“Yes, ma’am,” said the old housekeeper respectfully, but speaking in a very slow, impressive tone; “because it is their nature to howl when they know there’s death on the way.”

“Gertrude, my dear, for goodness’ sake don’t you be superstitious. It’s absurd. It is what you have just heard—an old woman’s tale. Why, if dogs howled because there was death about, they’d pass their days doing nothing else, and wouldn’t have time even to wag their tails.”

“Denton, you are old enough to know better.”

“Yes, ma’am, I’m seventy years and three months old, and I suppose I ought to know better, but I don’t.”

“There is nothing to mind, Denton,” said Gertrude gently. “Poor Bruno quite startled me for the moment, but he has settled down now, and—”

She stopped short, for the dog again uttered the same long, low howl—a cry which sounded more impressive than the one they had heard before.

Gertrude’s face looked ghastly, and for a moment she reeled and caught at Mrs Hampton’s trembling hand, while the old housekeeper sank upon her knees and buried her face in her apron.

Gertrude was the first to recover her presence of mind.

“How childish!” she said, as she crossed to the old woman where she knelt. “Denton, dear, don’t think so seriously of such a trifle.
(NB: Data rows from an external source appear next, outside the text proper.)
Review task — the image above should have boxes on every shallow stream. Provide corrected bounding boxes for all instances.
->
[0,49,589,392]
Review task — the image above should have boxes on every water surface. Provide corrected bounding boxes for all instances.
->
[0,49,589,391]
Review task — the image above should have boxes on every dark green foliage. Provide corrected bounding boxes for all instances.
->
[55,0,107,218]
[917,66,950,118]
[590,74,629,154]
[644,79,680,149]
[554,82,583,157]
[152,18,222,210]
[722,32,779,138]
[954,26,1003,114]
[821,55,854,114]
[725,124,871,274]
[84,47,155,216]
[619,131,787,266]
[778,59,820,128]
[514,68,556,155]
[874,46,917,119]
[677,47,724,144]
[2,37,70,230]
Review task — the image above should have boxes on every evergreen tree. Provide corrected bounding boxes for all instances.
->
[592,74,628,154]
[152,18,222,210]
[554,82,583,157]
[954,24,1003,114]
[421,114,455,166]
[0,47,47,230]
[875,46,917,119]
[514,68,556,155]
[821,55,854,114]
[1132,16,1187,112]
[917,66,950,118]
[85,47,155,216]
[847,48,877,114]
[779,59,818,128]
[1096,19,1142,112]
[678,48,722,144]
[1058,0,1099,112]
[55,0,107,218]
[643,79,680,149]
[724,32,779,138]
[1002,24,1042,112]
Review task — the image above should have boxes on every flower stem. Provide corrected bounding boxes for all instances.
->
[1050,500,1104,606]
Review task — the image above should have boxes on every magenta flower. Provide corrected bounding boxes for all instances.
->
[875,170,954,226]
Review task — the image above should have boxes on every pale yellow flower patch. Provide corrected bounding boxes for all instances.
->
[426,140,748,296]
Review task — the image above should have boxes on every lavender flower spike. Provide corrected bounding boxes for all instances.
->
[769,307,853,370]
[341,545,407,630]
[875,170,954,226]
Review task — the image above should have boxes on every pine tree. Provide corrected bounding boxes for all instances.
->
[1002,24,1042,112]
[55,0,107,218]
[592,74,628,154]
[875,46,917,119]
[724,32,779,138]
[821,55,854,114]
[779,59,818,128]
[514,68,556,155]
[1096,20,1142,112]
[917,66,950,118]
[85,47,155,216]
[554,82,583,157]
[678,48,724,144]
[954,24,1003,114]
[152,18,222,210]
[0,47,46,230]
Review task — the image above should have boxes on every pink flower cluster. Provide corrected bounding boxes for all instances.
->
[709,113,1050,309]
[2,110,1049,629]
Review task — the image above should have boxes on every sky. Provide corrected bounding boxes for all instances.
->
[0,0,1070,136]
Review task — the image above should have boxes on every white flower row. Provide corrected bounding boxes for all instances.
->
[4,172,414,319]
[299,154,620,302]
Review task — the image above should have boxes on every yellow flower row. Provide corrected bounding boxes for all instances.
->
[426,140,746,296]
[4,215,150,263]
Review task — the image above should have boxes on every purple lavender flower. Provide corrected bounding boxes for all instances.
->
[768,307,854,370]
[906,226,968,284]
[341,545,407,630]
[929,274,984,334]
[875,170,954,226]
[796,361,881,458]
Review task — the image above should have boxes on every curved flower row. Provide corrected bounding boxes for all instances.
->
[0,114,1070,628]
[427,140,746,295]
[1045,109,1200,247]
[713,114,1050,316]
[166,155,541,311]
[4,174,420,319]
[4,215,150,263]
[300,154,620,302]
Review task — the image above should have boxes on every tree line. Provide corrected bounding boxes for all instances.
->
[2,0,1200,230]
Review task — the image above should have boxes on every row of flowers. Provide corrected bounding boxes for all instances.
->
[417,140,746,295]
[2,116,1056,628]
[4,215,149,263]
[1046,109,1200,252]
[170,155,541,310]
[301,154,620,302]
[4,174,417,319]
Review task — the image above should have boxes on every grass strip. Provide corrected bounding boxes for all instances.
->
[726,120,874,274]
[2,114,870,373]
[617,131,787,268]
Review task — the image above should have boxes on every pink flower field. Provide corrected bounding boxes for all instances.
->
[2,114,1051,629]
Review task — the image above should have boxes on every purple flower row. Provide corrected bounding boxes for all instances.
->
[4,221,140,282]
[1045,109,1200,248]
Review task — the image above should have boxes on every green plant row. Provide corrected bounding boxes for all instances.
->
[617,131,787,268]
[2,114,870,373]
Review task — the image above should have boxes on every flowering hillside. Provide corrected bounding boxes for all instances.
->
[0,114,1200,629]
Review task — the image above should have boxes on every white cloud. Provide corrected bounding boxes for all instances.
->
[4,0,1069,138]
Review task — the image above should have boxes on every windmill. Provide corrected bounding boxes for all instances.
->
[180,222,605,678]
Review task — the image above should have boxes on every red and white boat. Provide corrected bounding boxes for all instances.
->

There is no truth in these old superstitious ideas.”

“No truth, my dear?” said the old woman, taking and kissing the hand laid upon her shoulder. “Was there no truth in my shutting poor Bruno up in the shed, and his getting out by tearing his way under the side, and howling in the garden the night poor dear master died? I know what you will both say to me, that I am a silly old woman; but I have seen and heard strange things in my time, and I hope, with all my heart, that this is not a sign of ill having come to some one we know, whether it’s to young master or Mr Saul. But, mark my words, we shall hear something terrible, and before long.”